Like most people in their early twenties, I had a vivid, beautiful blueprint for how I wanted my life to unfold. I was ambitious, full of hope, and felt like I was standing on the precipice of a bright future. But life has a way of rewriting our plans without our permission. At just 23 years old, my world was turned upside down when I was diagnosed with arrhythmogenic right ventricular cardiomyopathy (ARVC), a progressive genetic heart disease that slowly replaces healthy heart muscle with fat and scar tissue. Suddenly, my youth was defined by beta-blockers to keep my heart rate down and a defibrillator implanted in my chest. We held onto the desperate hope that we could slow the deterioration and manage the condition for decades, but my heart had other plans. Over the next ten years, despite undergoing two heart ablations and trying endless combinations of medications, my heart simply gave up. By age 33, it was beyond repair, and my only hope of survival was to be placed on the heart transplant list, waiting for a miracle.
That miracle seemed to arrive on the morning of November 5, 2025, when I was woken up with the life-changing news that a matching donor heart was available. I walked into the operating room wrapped in the love of my family, feeling an overwhelming sense of hope that this surgery would mark the beginning of a vibrant, healthy new chapter. Tragically, the reality that awaited me was a terrifying nightmare. Immediately following the transplant, my body went into acute organ failure and I developed severe sepsis, plunging me into a critical battle for survival that absolutely no one had anticipated. To save my life, doctors placed me into a medically induced coma on life support. The post-surgery awakening I had dreamed of for years was replaced by three and a half weeks of unconsciousness. I was connected to an extracorporeal membrane oxygenation (ECMO) machine, which kept me alive because my new heart refused to beat on its own; in fact, it took six agonizing days for my new heart to finally take its first independent beat.

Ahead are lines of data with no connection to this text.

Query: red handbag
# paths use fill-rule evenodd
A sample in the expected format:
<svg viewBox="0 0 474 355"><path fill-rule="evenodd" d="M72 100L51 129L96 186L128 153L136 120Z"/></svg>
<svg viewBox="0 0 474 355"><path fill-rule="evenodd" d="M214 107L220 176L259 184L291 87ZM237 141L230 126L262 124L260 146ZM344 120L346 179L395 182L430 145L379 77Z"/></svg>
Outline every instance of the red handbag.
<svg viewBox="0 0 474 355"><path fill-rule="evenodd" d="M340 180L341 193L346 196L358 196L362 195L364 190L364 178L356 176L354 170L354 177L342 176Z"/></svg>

While the ECMO machine successfully saved my life, the cost of that survival was devastatingly high. To protect my vital organs, the machine redirected my body’s blood supply inward, leaving my extremities completely starved of oxygen. When I finally emerged from the coma nearly a month later, I immediately sensed that something had gone terribly wrong. The doctors delivered a crushing blow: not only had I barely survived organ failure, but the lack of blood flow had caused irreversible necrosis in my lower limbs and left hand. My feet, as well as my left thumb and index finger, had turned black and died. There was no alternative, no miraculous therapy to undo the damage. To stop the spread of infection and relieve the agonizing pain, I had to undergo amputations. On January 13, 2026, I went back into surgery to have both of my legs amputated below the knees, along with my thumb and finger from the first knuckle.
Adjusting to this new reality has been an incredibly grueling physical and emotional roller coaster. It has been only eight months since my heart transplant and six since my amputations, and the contrast between my old self and my new life is stark; I entered the hospital for a transplant and emerged 121 days later as a completely different version of myself. The simplest, most mundane daily routines have become exhausting hurdles, and I often battle intense frustration and a heavy sense of mother’s guilt. Having a three-year-old son means I constantly worry that I cannot be the active, hands-on mother I always dreamed of being. Yet, whenever the darkness threatens to consume me, I look at my son and remind myself of how close I came to never seeing him grow up. My family was once told I wouldn’t survive the night. Recognizing how close I came to death fills me with an profound, echoing wave of gratitude for my organ donor, whose precious gift ultimate kept me on this earth to be a mother.
Fueled by this second chance at life, I threw myself into intensive physiotherapy, working tirelessly to rebuild my core and leg strength. Through muscle electrolysis, balance training, and sheer determination, I eventually graduated from a wheelchair to prosthetic legs. Learning to walk again has been a slow, painful process, and there are still many days when the pain is too severe and I must rely on my wheelchair, but my mobility is steadily returning. My new heart, meanwhile, is performing beautifully, allowing me to push physical boundaries I never thought possible. In a testament to the power of human resilience, I went from wondering if I would survive the new year to completing a 10K race on my prosthetics in May. Through that race, I raised £7,575 ($10,158) for the British Heart Foundation, hoping to show others that even when the odds are stacked heavily against you, hope and determination can carry you through the darkest valleys.
Today, at 34 years old, I live in Liverpool, United Kingdom, and use my voice and social media platform to advocate fiercely for organ donation and to raise honest awareness about life after amputation. My message to anyone facing an seemingly impossible mountain is simple: do not let the odds define who you are or limit what you can achieve; if you set your mind to it, you can rebuild a beautiful life from the ashes. I also urge everyone to consider registering as an organ donor. My life is a living testament to the fact that organ donation does not just save a life—it ripples outward, allowing a mother to stay with her child, and giving a broken soul the chance to start entirely anew. This journey has redrawn the map of my life, but I am still here, still moving forward, and endlessly grateful for every single heartbeat.